I tried to work out what actual time the lucky appointee would have to polish each spoke of such a complicated wheel. It’s about eight days a spoke. Mind you, when it comes to dashing off a quick “implementation of international instruments in the field of women and children, including the CEDAW, UN, CRC, ICPD, Beijing Platforms of Action, including international, regional and national liaison in these fields” why squander an entire eight days?

Six at the most. The spare two could be carried over for “the implementation of facilitation of the reduction and ultimate elimination of poverty-related and communicable diseases”.

The health department’s way of budget- stretching is nothing by comparison with no less than 17 directorships and chief directorships currently up for grabs in the Provincial Administration of the Western Cape. Though vibrating with “implementations”, “evaluations” and “monitorings”, these posts also offer clutchpenny reward. Only R350 000 for a Chief Director in anything from Human Resource Management Services through Supra Regional Hospitals to Programming Support.
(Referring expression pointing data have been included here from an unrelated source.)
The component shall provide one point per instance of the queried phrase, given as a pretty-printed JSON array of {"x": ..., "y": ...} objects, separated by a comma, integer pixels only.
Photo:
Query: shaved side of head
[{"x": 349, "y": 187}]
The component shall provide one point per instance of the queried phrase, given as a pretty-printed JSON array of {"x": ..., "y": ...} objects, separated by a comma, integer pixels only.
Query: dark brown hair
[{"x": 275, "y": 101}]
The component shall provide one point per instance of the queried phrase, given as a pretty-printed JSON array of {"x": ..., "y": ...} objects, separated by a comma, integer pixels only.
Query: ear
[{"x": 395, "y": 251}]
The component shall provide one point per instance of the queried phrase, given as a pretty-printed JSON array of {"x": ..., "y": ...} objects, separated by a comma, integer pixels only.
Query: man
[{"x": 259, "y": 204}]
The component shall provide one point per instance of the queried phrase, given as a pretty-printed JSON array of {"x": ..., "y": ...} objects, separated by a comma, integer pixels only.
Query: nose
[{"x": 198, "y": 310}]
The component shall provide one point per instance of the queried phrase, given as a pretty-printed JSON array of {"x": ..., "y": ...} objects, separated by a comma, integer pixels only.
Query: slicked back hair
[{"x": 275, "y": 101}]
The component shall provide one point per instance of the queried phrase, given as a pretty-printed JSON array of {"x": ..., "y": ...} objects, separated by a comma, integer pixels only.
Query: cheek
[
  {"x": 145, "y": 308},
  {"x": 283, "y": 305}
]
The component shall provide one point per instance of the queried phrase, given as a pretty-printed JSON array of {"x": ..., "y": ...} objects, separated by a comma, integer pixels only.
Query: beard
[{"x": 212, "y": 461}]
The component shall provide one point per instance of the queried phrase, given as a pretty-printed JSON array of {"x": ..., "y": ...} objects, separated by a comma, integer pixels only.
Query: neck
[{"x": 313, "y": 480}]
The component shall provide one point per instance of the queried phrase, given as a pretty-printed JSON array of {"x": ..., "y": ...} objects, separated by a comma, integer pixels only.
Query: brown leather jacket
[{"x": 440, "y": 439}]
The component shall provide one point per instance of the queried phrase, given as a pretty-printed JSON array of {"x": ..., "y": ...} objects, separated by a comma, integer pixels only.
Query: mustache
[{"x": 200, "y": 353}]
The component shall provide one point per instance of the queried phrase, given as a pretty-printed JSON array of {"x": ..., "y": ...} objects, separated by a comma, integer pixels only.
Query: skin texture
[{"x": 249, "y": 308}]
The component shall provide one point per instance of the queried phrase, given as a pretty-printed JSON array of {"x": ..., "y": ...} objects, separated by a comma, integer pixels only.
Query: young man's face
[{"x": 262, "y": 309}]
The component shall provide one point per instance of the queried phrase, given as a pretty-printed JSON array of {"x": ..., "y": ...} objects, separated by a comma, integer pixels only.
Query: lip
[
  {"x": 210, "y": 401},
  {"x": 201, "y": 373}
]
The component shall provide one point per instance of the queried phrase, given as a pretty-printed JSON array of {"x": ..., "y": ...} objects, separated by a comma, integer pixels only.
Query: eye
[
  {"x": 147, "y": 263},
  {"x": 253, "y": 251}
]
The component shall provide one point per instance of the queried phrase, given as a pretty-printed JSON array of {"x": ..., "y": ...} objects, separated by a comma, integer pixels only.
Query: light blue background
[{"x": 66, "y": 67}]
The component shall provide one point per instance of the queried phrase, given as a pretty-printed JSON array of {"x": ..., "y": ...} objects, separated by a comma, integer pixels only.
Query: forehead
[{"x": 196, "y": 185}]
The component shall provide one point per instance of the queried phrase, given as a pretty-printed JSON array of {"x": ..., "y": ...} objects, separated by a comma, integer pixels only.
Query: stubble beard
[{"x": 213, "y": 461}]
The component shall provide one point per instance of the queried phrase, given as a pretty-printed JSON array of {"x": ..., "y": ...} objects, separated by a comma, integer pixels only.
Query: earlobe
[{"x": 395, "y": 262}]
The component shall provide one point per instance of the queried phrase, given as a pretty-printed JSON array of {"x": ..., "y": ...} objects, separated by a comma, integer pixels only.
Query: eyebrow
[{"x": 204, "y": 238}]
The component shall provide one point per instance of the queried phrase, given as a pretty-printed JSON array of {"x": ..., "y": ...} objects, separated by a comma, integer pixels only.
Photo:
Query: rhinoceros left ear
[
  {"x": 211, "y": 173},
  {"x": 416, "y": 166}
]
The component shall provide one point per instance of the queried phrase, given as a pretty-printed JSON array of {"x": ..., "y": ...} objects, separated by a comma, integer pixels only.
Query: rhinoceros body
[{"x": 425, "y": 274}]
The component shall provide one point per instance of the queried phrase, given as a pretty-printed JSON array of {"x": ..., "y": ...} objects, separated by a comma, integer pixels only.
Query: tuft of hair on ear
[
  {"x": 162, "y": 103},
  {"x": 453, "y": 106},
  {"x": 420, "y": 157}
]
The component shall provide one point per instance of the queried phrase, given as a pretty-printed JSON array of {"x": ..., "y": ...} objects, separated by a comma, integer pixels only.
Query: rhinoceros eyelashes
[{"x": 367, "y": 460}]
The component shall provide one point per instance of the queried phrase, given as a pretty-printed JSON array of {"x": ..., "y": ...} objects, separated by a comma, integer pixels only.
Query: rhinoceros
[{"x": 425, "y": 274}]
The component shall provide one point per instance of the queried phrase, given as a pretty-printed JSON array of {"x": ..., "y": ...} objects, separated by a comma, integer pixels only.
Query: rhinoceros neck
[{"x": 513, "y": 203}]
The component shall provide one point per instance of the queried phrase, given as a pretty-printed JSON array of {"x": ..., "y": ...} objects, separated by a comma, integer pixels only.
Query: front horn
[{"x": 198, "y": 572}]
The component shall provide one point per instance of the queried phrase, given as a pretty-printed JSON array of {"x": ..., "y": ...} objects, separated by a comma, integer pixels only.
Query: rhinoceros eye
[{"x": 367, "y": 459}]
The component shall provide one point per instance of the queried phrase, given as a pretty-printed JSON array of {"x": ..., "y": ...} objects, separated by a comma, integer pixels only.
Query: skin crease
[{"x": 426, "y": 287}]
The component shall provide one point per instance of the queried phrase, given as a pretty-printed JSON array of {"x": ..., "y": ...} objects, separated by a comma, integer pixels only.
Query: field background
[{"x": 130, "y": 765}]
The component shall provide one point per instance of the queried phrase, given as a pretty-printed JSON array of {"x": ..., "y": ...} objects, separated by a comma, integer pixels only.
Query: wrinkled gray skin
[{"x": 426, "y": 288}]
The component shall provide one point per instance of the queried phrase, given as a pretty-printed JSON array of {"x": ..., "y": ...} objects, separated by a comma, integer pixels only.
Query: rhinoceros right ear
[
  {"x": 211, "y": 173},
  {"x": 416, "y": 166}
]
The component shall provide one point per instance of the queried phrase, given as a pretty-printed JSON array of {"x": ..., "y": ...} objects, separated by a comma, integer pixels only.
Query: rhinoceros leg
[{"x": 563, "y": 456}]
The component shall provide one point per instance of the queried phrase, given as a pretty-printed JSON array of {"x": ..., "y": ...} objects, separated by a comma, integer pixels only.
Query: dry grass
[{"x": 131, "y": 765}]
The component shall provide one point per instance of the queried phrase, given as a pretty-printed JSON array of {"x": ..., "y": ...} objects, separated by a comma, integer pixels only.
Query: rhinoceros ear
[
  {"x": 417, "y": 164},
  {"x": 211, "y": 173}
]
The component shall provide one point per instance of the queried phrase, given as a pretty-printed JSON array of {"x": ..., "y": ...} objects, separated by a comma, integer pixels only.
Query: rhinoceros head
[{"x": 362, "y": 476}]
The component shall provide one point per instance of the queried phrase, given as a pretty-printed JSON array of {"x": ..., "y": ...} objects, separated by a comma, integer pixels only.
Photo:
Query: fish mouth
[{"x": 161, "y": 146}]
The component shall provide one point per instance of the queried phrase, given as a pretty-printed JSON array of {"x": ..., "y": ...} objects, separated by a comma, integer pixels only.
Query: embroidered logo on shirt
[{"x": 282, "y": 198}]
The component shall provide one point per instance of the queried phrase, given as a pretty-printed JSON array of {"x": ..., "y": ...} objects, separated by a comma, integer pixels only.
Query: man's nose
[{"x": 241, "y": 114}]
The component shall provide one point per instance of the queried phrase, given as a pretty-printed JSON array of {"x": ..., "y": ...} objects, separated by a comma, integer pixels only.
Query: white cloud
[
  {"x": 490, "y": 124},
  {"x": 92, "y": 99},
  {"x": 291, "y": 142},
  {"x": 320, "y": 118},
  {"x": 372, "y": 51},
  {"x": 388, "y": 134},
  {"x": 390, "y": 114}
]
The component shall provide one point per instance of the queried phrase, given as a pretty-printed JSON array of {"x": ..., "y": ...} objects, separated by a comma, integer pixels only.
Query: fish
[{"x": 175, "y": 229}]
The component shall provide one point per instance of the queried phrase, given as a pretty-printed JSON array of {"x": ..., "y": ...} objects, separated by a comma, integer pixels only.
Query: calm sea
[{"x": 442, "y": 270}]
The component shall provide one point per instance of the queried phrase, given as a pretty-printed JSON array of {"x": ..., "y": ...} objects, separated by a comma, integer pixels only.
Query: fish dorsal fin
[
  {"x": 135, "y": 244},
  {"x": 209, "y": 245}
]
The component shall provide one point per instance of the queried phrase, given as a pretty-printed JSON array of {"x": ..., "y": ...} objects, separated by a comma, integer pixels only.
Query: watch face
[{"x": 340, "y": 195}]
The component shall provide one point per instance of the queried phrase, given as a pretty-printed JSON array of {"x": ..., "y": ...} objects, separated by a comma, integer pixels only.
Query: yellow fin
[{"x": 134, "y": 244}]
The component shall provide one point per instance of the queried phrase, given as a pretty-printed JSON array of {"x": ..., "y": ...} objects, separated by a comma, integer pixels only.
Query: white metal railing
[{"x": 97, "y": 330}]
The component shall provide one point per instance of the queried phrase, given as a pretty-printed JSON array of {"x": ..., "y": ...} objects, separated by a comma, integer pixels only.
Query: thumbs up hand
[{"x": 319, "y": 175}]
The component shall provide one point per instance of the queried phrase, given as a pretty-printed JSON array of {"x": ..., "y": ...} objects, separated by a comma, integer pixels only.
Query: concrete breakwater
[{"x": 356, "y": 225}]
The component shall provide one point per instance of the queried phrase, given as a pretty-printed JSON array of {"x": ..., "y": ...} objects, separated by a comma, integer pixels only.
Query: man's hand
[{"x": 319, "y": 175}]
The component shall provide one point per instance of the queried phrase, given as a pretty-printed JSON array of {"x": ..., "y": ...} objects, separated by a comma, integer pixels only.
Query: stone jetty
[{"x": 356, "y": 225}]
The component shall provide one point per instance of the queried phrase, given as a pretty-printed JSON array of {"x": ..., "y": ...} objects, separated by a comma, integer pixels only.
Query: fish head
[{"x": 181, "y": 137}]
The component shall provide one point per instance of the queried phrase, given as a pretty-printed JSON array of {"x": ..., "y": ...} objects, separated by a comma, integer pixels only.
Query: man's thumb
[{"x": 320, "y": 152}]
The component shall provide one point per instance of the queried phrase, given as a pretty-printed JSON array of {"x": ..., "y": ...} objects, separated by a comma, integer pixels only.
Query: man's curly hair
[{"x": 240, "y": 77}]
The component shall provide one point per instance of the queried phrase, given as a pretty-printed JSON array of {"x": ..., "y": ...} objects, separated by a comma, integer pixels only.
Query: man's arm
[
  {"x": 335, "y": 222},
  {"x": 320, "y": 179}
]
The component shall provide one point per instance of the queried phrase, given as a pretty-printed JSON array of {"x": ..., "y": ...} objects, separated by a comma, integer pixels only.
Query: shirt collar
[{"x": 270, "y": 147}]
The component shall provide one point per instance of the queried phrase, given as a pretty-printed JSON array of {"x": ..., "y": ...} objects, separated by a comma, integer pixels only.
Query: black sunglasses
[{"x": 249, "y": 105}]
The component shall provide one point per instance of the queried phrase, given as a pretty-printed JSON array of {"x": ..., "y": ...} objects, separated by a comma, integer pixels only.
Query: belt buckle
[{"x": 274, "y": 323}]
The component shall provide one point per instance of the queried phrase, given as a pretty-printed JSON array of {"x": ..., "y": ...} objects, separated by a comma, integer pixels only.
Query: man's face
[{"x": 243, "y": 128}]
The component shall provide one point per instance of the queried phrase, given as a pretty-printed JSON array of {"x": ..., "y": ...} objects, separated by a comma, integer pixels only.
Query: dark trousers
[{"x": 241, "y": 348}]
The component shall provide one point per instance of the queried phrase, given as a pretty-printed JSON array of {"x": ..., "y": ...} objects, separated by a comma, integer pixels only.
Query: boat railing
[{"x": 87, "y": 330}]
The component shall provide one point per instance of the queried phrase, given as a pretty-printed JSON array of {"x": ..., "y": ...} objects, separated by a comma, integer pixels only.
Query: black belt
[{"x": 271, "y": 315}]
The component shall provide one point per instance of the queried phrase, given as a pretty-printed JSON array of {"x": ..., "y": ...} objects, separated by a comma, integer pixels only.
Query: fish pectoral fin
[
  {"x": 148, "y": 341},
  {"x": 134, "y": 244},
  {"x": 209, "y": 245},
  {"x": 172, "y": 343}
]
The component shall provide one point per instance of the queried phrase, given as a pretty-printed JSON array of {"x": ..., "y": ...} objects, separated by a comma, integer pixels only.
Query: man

Add the car, the housing scheme, the secretaries, all the other perks, and it’s about R520 000 per director, or nearly R9-million a year for the job lot.

Small beer when the humble taxpayers know that their Director of Programme Development (Health Services Branch) in the provincial administration will, on their behalf, be “articulating the implementation of PHC programmes” while her lusty counterpart in the Programme Support offices will be wrestling with the “management of desks in respect of the aforementioned programmes”.

Any struggling Cape Town artist will feel that much more secure knowing that the Chief Director: Cultural Affairs has a firm grip on the province’s aesthetic reins, especially when it comes to “liaison with and monitoring of the new Cultural Commission, Cultural Councils and Language Committee, development and effective implementation of a provincial policy on cultural affairs and the promotion of all aspects of culture”.

How on earth did Michelangelo get by without one of those? We know he had the occasional pope peering suspiciously up at him, but where was a Chief Director (recognised B degree or equivalent) charged with “facilitating the maintenance and review of his operational systems and procedures”?

I seem to remember that along the transformation line quite a few of our new political mandarins have been stressing the need to disembowel the bloated South African civil service, strip out all the accumulated barnacles and leeches, the sinecured residue of 46 years of National Party nepotism.

In doing this, the politicians have to date spent about 16 years of the gross national product in underwriting all the retrenchment packages. Now they appear to be hell-bent on re-inflating the civil service to proportions that promise to exceed what went before. No one up there seems aware of the tenets of Autotelic Bureaucratic Expansionism which, in their basic interpretation, hold that with every senior manager appointed there comes, not the strong possibility but the absolute probability of departmental empire- building.

Given a little time, runaway upsizing will take off like it did before. It may start off gaunt and competent- looking but, because Jack Bureaucrat simply can’t stand eating lean, 10 years from now now it will be spilling over again. It’s called the Bureaucratic Flood Line.

And what with all the “facilitations” and “implementations” and “liaisons”, and the rest of the blather, Jack will be twice as opaque as before.